After some stabilisation in the Ukraine war and also a realisation that much of Europe is not about to ban Russian oil imports, Brent Crude prices have dropped from $139 a barrel back down to around $110.
$110 oil is still very expensive and will mean UK retail prices of over £1.60 for the foreseeable future.
This is about 30% higher than pre-war and of course is broadly linked to the 30% increase in oil price.
However, as we all know Retail fuel prices are a huge chunk of tax. Currently that is set at 57.6p per litre, plus 20% VAT on the remainder.
If we take petrol at £1.60, this means you have 82.8p per litre of tax - just over 50%. This is 17p odd more in tax than when the fuel price was £1.30.
Given the Petrol Retailers Association says we buy around 38 billion litres of Petrol and Diesel combined, that 17p is about £6.5 billion more in revenue per year, or nearly £600m per month in tax revenue for the Government. Diesel prices are up to 10p higher, so this is an underestimate in all likelihood.
This increase is very inflationary in the short term, because the price goes up for transport, end prices for goods also go up substantially. Normally, you would see tax rises as anti-inflationary as they reduce demand, but for goods whose purchase are necessary inputs, this argument does not hold so much water. Less travel and less deliveries of goods will reduce economic activity in the long-term causing a recession but still cause a short-term bump in inflation. Great.

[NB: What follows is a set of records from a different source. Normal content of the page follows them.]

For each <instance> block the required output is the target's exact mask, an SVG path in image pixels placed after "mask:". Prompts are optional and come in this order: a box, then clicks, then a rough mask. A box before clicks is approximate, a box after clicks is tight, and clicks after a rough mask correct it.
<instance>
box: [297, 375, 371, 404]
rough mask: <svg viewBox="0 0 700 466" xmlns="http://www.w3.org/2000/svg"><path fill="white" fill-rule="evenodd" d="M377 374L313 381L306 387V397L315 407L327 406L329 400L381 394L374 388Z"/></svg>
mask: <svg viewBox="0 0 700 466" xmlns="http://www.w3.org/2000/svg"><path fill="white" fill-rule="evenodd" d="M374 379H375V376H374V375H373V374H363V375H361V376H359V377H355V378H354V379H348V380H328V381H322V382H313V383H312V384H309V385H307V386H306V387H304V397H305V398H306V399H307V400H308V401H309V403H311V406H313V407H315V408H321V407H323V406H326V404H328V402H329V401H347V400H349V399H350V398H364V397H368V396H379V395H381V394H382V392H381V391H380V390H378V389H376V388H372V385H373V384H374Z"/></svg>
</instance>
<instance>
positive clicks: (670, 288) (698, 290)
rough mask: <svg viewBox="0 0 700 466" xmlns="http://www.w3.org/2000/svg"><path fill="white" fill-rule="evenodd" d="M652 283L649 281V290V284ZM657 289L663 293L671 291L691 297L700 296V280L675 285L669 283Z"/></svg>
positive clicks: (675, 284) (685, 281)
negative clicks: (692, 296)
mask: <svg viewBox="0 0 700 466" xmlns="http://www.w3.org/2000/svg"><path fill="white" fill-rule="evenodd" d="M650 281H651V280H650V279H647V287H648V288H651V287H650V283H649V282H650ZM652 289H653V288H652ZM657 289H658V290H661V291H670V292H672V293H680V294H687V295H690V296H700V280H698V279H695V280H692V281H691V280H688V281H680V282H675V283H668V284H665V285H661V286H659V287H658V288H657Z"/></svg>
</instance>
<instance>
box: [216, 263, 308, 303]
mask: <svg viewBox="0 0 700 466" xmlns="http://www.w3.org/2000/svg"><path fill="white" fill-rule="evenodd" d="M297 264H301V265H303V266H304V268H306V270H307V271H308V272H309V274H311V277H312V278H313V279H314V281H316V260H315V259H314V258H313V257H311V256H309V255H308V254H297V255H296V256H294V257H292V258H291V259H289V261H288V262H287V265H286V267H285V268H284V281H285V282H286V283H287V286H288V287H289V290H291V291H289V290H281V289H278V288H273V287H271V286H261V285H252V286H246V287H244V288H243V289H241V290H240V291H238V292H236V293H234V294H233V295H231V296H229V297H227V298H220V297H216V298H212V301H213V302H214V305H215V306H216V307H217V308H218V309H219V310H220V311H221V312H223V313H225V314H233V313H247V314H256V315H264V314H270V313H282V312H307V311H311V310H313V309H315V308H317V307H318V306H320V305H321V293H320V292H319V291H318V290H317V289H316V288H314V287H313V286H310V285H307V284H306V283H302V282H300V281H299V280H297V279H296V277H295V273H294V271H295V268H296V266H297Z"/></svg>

The Government could easily reduce fuel duty by 5p in its Spring statement next week and help the country through its fuel price crisis. It cannot do this so easily on residential gas, which will mean home bills will remain high. All the more reason to help out with energy costs somewhere for consumers.
Reducing by 5p the fuel duty still means the Government revenues will be going up during the year from what was expected at the last budget, where prices were £1.42 on average which is well below where they will be in terms of 2022 predictions. Some analysts say £2 diesel is only a couple of weeks away as so much (33%) of our retail diesel was imported from Russia.
Of course, the Government is less keen on telling everyone that due to the rise it must keep raising Vehicle Excise Duty. Currently electric vehicles are 33% of all new cars sold and with Fuel costs at this price, this is only going to go up. (Although, with home energy costs rising 200%+, the differential benefit in cost terms to electric is still reducing, but overall worth it).
Longer term, all this means we must move to road pricing or back to higher taxes on car ownership and less on the usage. Hard times for an eco-loon Government intent on pushing everyone electric.
But now is the time to commission the long-term review whilst alleviating the short-term issues - a free popularity boost to the battered Government too.